En mi diario no hay un solo rastro de sospechas. Los dibujos son claros y firmes. Sueno aburrida en el cuaderno, profesional en los dibujos. A manera de crónica.
«He caminado mucho estos dos días. He encontrado un café que me gusta. Está en la punta oriental de Fira, como un nido de piedra en la muralla de una antigua fortaleza, el Kastro.
»Desde los ventanales del Kastro se ve una escalera de piedra, muy ancha, que gira pegada a la montaña. Allá abajo hay un muelle entre las olas altas y espumosas, como una balsa flotando en un remolino. Burros con cintas rojas y campanillas trotan por la escalera. Los dueños, a pie, los llevan de la brida, tironeando, mientras alientan a los turistas a subirse en los burros.
»La escalera y los burros son la gran atracción de Fira. Pero hay muy pocos turistas. La mayoría ha huido del mal tiempo y solo caen por Fira los que están enganchados a un tour, a un programa inamovible de visitas. Miran a los burros con espanto, y al funicular, la vía alternativa para alcanzar el barco que los está esperando en el muelle, con un terror que apenas disimulan. El viento sacude los cables del funicular. Los coches vacíos se hamacan en el aire, sobre el mar encrespado.
»La lluvia, a veces torrencial, casi todo el tiempo una cortina fina que no deja ver el horizonte, me obliga a refugiarme en el Kastro. Dibujo. Nunca he dibujado tanto como en estas cuarenta y ocho horas.
«Dibujo la cara de Harula. Ayer la encontré por la calle. Insiste en leerme el futuro en la borra del café. “Usted venir”, dice Harula.
»Dibujo la cara de Kostas. Nunca me sale bien. Es una de esas caras intensas que eluden la obviedad de un retrato.
»Dibujo al señor Jones, un fotógrafo inglés que parece vivir en el Kastro.

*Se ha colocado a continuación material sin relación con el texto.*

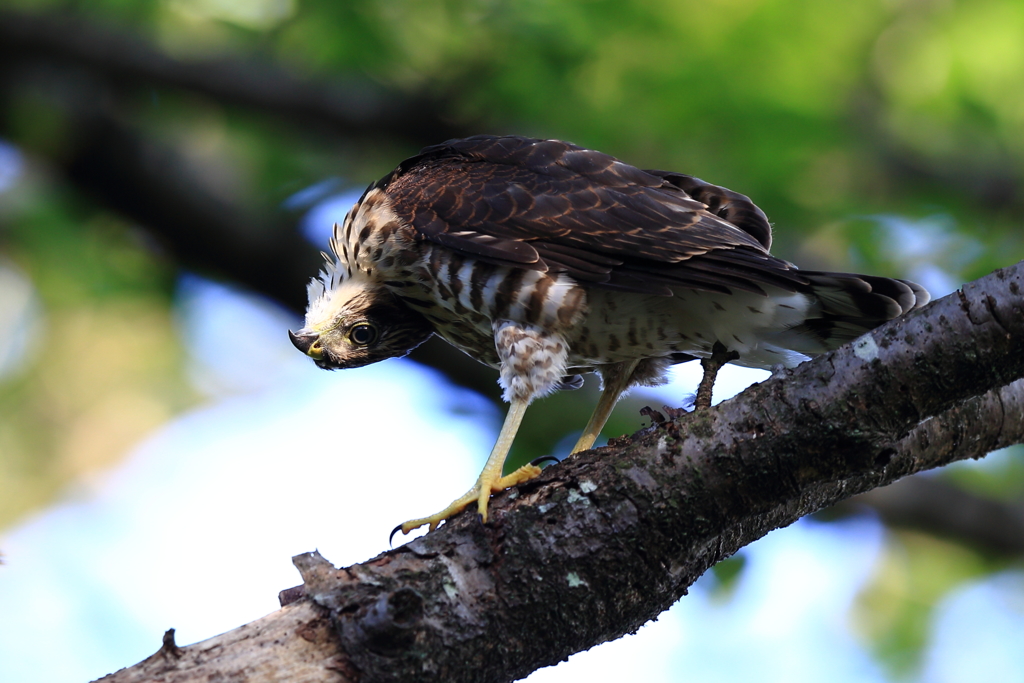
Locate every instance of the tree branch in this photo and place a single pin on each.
(936, 507)
(348, 107)
(608, 539)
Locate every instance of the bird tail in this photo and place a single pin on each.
(847, 305)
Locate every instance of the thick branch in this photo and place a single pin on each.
(936, 507)
(607, 540)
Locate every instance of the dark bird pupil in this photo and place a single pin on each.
(363, 334)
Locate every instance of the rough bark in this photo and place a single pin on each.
(608, 539)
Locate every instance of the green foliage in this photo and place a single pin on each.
(879, 135)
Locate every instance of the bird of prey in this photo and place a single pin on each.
(546, 260)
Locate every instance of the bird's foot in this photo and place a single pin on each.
(481, 491)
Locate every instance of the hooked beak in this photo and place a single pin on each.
(305, 341)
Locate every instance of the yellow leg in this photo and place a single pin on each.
(491, 479)
(614, 385)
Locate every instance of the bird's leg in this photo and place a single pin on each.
(614, 384)
(719, 356)
(491, 479)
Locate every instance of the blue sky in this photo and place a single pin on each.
(196, 529)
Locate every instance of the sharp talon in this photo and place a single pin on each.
(543, 459)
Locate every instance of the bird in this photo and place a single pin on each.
(546, 260)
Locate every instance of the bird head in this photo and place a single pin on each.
(353, 325)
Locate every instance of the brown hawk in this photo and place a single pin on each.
(545, 260)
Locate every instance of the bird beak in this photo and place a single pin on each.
(304, 340)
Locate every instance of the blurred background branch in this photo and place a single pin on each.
(144, 143)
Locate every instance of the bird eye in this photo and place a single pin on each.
(363, 334)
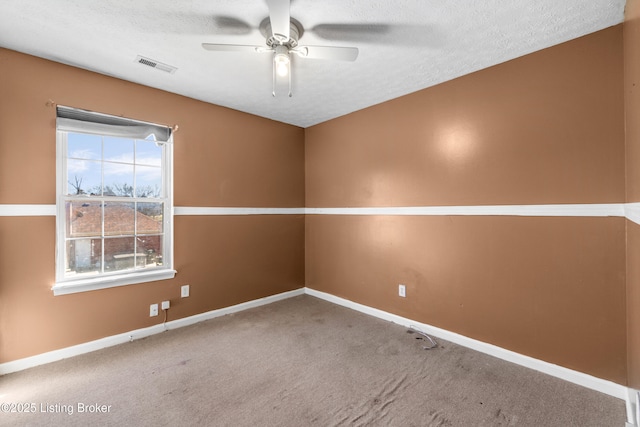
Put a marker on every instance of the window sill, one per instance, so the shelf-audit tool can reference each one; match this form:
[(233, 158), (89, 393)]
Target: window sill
[(95, 283)]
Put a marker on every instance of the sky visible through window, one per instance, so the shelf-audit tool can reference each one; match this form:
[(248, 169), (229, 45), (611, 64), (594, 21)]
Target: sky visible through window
[(100, 165)]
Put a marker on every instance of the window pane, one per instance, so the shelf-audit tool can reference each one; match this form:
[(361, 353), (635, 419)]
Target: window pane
[(83, 256), (148, 181), (83, 177), (150, 247), (118, 180), (84, 218), (148, 153), (119, 218), (118, 150), (119, 253), (82, 146)]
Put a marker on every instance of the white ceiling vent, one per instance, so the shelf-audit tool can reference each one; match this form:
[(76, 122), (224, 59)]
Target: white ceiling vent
[(156, 64)]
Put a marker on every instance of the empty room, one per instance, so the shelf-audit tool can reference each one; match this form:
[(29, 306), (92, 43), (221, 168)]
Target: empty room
[(288, 212)]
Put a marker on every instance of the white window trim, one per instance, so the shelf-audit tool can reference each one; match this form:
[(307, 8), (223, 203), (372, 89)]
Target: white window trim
[(64, 285)]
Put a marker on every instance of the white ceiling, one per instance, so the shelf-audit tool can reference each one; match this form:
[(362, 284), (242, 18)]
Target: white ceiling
[(405, 45)]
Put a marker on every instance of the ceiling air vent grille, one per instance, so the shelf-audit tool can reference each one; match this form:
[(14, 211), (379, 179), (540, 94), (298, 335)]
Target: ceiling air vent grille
[(155, 64)]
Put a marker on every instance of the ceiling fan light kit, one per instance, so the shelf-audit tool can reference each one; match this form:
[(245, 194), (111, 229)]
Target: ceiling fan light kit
[(282, 34)]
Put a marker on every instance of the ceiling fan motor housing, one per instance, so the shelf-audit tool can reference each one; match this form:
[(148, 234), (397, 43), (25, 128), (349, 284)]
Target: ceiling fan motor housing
[(295, 32)]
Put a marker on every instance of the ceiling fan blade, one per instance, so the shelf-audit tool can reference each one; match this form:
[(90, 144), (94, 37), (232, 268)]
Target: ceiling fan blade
[(327, 52), (231, 25), (235, 48), (280, 19)]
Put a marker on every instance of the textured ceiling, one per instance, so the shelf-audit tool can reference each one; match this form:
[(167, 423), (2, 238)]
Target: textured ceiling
[(405, 45)]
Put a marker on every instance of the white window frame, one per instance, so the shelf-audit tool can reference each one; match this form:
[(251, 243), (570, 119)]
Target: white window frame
[(67, 285)]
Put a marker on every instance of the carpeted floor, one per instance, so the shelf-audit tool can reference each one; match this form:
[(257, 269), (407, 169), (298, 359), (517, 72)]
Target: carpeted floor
[(298, 362)]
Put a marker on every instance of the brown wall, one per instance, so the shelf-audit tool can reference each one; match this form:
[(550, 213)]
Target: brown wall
[(546, 128), (221, 158), (632, 113)]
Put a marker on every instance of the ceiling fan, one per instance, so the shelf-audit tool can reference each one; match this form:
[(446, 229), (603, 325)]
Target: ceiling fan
[(282, 34)]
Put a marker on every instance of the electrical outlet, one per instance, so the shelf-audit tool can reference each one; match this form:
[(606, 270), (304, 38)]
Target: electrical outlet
[(402, 291)]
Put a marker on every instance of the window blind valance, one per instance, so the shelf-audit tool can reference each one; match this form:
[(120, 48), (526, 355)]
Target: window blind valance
[(76, 120)]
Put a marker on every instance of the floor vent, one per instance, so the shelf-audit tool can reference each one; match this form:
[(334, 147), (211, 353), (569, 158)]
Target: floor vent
[(155, 64)]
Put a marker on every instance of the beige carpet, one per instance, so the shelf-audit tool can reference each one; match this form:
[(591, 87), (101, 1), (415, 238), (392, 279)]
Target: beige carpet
[(298, 362)]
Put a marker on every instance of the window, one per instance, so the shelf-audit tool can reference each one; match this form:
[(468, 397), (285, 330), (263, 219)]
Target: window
[(114, 201)]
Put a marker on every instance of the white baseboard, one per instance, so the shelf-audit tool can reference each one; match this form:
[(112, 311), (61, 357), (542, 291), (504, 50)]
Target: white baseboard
[(588, 381), (610, 388), (76, 350)]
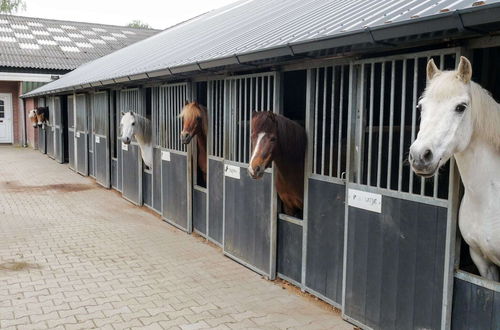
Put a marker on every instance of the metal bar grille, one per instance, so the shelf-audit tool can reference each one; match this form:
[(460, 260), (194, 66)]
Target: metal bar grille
[(100, 106), (387, 105), (167, 103), (245, 94), (329, 124)]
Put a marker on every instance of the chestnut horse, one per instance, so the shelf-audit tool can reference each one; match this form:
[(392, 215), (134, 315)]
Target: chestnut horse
[(279, 139), (195, 123)]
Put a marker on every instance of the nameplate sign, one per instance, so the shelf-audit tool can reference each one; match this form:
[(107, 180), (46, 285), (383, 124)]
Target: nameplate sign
[(365, 200), (232, 171), (165, 155)]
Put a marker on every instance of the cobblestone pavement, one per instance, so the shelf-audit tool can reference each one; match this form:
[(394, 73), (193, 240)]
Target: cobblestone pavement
[(77, 256)]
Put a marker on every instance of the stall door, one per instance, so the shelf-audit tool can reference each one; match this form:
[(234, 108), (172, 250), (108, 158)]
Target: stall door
[(396, 222), (71, 132), (50, 129), (100, 126), (175, 166), (249, 205), (6, 118), (132, 100), (81, 134), (327, 136)]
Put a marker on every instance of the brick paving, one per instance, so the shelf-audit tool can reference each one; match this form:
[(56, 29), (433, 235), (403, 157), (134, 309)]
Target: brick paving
[(76, 256)]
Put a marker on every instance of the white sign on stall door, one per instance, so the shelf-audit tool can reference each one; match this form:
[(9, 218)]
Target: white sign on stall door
[(232, 171), (365, 200)]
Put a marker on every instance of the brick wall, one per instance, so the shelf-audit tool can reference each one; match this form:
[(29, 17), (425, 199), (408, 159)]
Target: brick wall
[(12, 87)]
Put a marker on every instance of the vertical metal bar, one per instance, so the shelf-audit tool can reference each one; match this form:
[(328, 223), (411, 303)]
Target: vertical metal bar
[(341, 110), (370, 125), (248, 118), (323, 133), (391, 124), (402, 127), (332, 121), (381, 124), (315, 145), (361, 126)]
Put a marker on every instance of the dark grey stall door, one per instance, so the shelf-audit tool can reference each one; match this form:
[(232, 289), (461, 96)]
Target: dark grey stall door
[(395, 265)]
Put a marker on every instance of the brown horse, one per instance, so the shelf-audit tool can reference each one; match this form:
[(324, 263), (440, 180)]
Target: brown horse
[(195, 123), (279, 139)]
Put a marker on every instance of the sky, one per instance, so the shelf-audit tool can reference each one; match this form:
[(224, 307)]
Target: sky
[(159, 14)]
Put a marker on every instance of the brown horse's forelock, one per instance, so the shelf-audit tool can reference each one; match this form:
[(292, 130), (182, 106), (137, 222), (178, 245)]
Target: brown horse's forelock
[(193, 110), (292, 140)]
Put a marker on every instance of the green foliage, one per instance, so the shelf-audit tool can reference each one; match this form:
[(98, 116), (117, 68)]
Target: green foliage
[(12, 6), (138, 24)]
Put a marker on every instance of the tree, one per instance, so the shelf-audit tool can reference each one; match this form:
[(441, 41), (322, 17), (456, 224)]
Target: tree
[(138, 24), (10, 6)]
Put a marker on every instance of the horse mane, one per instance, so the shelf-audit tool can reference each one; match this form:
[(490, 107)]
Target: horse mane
[(143, 127), (485, 115), (192, 110), (292, 137)]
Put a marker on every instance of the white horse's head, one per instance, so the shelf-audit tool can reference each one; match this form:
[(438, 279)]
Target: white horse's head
[(446, 124), (127, 125)]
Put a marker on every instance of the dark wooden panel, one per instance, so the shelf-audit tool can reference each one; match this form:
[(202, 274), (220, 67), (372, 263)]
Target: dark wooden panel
[(215, 203), (157, 179), (174, 181), (474, 307), (247, 222), (325, 239), (395, 265), (289, 261), (200, 211), (132, 174)]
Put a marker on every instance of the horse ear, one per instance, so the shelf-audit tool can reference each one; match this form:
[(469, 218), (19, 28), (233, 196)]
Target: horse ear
[(432, 69), (464, 72)]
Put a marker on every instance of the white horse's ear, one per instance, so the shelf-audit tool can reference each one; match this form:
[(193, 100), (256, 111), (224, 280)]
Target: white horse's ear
[(464, 71), (432, 69)]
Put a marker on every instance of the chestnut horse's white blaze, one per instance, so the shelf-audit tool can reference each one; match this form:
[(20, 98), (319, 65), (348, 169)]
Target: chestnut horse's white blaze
[(460, 118), (256, 151), (136, 125)]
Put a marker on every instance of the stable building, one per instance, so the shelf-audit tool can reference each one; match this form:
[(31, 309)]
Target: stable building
[(351, 74), (34, 51)]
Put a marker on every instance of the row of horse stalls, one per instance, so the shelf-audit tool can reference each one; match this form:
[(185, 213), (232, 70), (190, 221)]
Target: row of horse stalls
[(370, 238)]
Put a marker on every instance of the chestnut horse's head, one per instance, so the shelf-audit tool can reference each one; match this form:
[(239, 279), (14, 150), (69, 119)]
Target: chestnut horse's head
[(195, 121), (33, 118), (264, 137), (42, 115)]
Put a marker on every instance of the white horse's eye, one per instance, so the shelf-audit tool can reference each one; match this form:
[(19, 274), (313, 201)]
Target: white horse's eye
[(461, 108)]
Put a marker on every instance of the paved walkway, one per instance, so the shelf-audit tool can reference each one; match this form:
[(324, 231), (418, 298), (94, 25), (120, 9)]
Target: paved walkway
[(77, 256)]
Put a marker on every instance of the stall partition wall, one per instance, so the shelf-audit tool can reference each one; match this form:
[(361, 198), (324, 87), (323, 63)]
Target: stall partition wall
[(176, 198), (42, 131), (101, 138), (82, 133), (249, 231), (131, 161), (71, 132), (398, 227)]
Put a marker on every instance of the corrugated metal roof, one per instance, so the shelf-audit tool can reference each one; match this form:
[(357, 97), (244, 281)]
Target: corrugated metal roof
[(251, 26), (27, 42)]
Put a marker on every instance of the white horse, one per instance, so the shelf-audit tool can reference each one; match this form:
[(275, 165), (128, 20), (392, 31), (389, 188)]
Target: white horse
[(133, 124), (460, 118)]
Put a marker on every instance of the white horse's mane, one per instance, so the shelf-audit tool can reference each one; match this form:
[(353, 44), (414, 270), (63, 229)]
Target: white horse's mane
[(143, 127), (485, 112)]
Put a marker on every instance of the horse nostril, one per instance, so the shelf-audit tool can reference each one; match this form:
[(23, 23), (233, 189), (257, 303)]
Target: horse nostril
[(427, 156)]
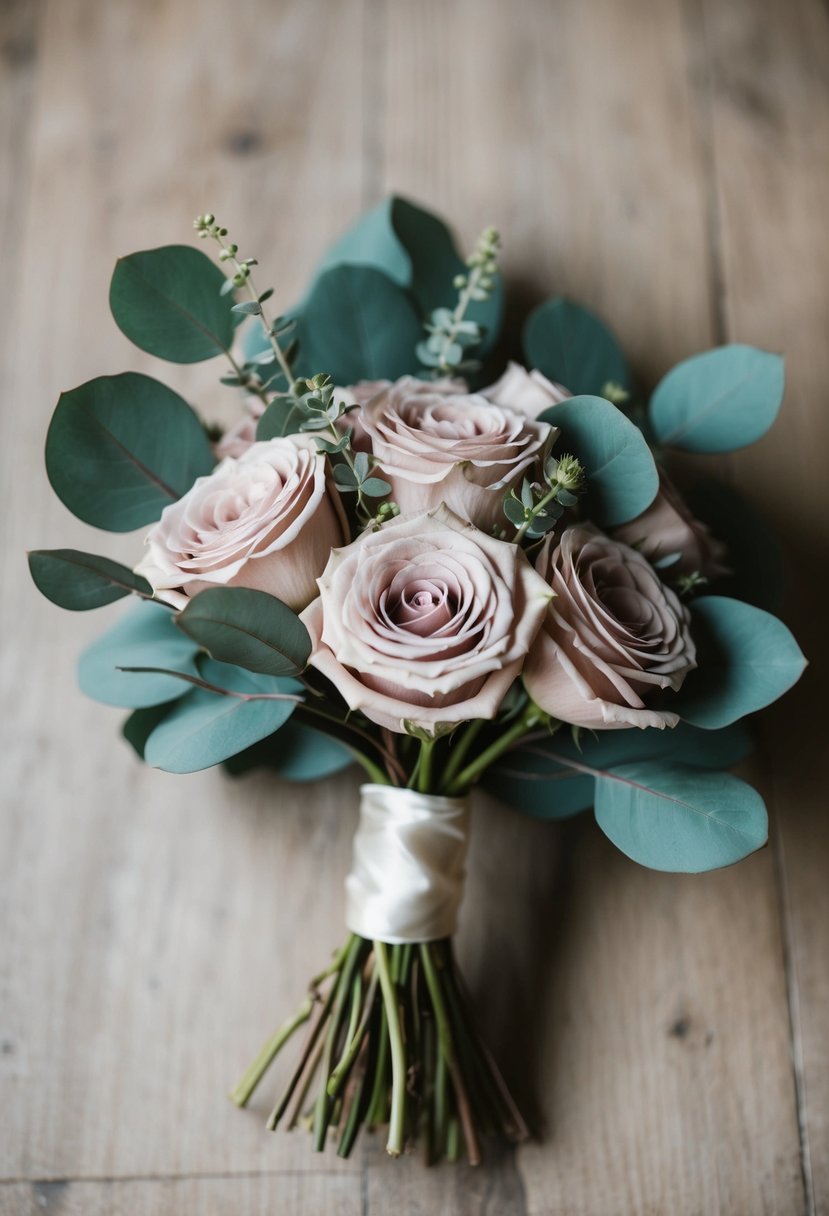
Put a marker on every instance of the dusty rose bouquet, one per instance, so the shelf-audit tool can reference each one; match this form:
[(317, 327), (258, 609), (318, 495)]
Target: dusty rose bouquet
[(407, 557)]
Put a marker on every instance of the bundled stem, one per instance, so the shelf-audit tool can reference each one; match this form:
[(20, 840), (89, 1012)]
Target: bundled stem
[(392, 1042)]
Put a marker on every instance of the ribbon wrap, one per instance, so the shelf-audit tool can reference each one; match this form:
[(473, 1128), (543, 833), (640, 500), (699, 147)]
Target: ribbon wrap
[(406, 879)]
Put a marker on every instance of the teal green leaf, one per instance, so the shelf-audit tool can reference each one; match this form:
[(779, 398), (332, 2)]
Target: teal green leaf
[(298, 753), (570, 345), (145, 636), (746, 659), (720, 400), (168, 302), (204, 728), (416, 251), (677, 818), (754, 553), (141, 722), (78, 581), (621, 476), (356, 324), (122, 448), (537, 778), (248, 628)]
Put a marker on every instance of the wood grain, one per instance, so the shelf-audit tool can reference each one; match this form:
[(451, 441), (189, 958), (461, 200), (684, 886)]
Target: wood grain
[(663, 161)]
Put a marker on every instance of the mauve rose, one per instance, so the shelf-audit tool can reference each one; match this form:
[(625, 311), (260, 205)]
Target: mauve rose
[(451, 446), (528, 393), (264, 521), (612, 636), (426, 620), (667, 527)]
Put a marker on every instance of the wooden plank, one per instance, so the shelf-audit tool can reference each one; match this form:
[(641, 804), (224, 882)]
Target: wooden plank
[(657, 1005), (157, 929), (771, 135), (258, 1195)]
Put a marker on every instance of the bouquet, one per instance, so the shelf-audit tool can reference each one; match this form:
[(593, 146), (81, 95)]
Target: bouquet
[(407, 557)]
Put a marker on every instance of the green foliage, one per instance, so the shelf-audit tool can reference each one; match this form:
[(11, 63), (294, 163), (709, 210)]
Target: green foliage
[(570, 345), (720, 400), (357, 324), (78, 581), (680, 818), (168, 302), (746, 659), (203, 727), (122, 448), (247, 628), (141, 722), (298, 753), (621, 476), (142, 637), (537, 778), (415, 249)]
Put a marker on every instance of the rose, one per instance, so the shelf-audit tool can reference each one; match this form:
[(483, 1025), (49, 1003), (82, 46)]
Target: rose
[(424, 620), (451, 446), (666, 528), (612, 636), (264, 521), (526, 393)]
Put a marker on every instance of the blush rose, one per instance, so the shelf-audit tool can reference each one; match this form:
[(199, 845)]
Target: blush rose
[(613, 635), (265, 521), (444, 445), (426, 620)]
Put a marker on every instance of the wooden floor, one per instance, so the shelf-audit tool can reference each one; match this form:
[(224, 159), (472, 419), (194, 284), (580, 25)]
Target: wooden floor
[(665, 162)]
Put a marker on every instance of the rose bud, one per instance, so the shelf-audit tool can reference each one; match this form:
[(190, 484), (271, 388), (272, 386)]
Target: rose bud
[(528, 393), (426, 620), (613, 635), (666, 528), (451, 446), (265, 519)]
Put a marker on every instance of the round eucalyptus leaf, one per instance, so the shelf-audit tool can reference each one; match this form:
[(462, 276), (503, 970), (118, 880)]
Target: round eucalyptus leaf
[(119, 449), (718, 400), (168, 302)]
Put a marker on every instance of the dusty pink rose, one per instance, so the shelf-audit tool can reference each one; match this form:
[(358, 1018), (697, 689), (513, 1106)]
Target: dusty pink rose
[(528, 393), (264, 521), (242, 434), (451, 446), (426, 620), (666, 528), (613, 635)]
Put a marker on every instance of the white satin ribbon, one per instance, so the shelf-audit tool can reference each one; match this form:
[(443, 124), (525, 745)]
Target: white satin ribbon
[(410, 851)]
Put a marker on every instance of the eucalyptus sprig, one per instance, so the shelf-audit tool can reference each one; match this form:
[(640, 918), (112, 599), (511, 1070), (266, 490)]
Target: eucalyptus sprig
[(450, 332), (274, 327), (540, 505), (353, 471)]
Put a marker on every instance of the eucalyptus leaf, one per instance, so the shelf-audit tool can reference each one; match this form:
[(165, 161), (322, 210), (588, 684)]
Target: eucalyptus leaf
[(169, 303), (746, 659), (248, 628), (78, 581), (720, 400), (357, 324), (145, 636), (415, 249), (119, 449), (570, 345), (621, 474), (680, 818), (204, 728)]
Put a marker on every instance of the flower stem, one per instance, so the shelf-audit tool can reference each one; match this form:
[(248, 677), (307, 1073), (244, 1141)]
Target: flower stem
[(473, 770), (398, 1118)]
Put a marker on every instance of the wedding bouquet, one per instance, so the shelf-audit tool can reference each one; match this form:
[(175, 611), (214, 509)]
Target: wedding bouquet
[(407, 557)]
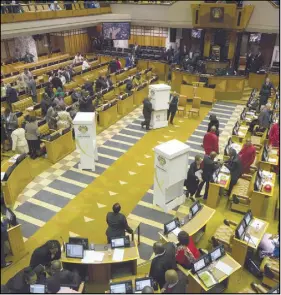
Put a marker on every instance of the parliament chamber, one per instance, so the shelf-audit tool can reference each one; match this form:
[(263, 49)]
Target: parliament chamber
[(140, 147)]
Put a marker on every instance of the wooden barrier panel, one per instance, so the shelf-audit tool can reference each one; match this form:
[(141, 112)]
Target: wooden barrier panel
[(60, 147)]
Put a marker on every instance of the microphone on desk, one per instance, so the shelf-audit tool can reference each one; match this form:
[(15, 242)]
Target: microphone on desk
[(63, 244)]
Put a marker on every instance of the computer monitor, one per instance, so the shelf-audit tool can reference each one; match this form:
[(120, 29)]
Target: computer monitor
[(200, 263), (217, 253), (37, 289), (120, 242), (240, 230), (195, 208), (74, 251), (80, 241), (171, 225), (125, 287), (248, 217), (143, 282)]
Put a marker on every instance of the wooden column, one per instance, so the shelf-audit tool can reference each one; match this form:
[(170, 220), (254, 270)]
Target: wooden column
[(207, 43)]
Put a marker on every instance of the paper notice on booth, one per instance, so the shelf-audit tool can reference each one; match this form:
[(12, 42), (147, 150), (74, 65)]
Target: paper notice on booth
[(118, 255), (91, 256), (224, 268), (176, 231)]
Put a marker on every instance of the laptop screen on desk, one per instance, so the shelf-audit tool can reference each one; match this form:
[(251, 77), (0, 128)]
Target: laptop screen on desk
[(74, 251), (119, 242), (170, 226), (37, 289), (141, 283)]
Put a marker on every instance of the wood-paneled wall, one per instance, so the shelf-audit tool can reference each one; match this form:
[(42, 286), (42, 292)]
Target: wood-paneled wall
[(148, 40)]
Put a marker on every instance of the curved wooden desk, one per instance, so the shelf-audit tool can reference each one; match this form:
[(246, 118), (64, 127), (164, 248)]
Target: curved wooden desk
[(17, 181), (227, 87), (193, 226), (104, 271)]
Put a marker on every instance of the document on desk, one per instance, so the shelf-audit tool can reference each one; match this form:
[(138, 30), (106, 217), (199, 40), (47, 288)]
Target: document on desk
[(207, 278), (91, 256), (176, 231), (252, 240), (224, 267), (118, 254)]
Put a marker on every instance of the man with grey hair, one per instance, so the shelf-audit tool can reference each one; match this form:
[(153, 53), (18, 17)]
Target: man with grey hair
[(264, 116)]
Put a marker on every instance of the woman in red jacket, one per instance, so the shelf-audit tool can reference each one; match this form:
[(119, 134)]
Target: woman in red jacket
[(187, 253)]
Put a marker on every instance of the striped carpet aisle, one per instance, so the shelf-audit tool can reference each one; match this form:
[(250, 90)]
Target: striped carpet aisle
[(151, 217)]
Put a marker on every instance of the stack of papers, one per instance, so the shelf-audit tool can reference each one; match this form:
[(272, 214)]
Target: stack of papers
[(118, 255), (225, 268), (92, 256), (207, 278)]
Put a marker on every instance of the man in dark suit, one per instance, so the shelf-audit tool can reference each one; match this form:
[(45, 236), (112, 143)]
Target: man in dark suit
[(12, 95), (117, 223), (45, 254), (165, 259), (234, 165), (20, 283), (65, 276), (209, 167), (176, 282)]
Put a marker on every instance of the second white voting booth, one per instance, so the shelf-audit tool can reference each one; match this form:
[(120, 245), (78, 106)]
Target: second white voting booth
[(85, 138), (171, 164), (160, 96)]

»Es un hombre alto, de voz suave. Me gustan los hombres altos, de voz suave. No sé si me gusta el señor Jones. Al señor Jones le encantaría dibujar el paisaje, dice. Pero él necesita una cámara para representar cualquier cosa.
»El señor Jones viaja mucho. Como yo, por motivos profesionales. Las fotos del señor Jones salen en revistas tan frívolas como las mías, dice. Estamos de moda, sonríe.
»Le parece curioso nuestra coincidencia en el oficio de traficantes de imágenes. Como si fuéramos las únicas personas en el mundo que trabajan en esto. Al señor Jones todo le parece curioso. “Curioso, muy curioso, curiosísimo”, suspira.
»Me pregunto si realmente se llama Jones».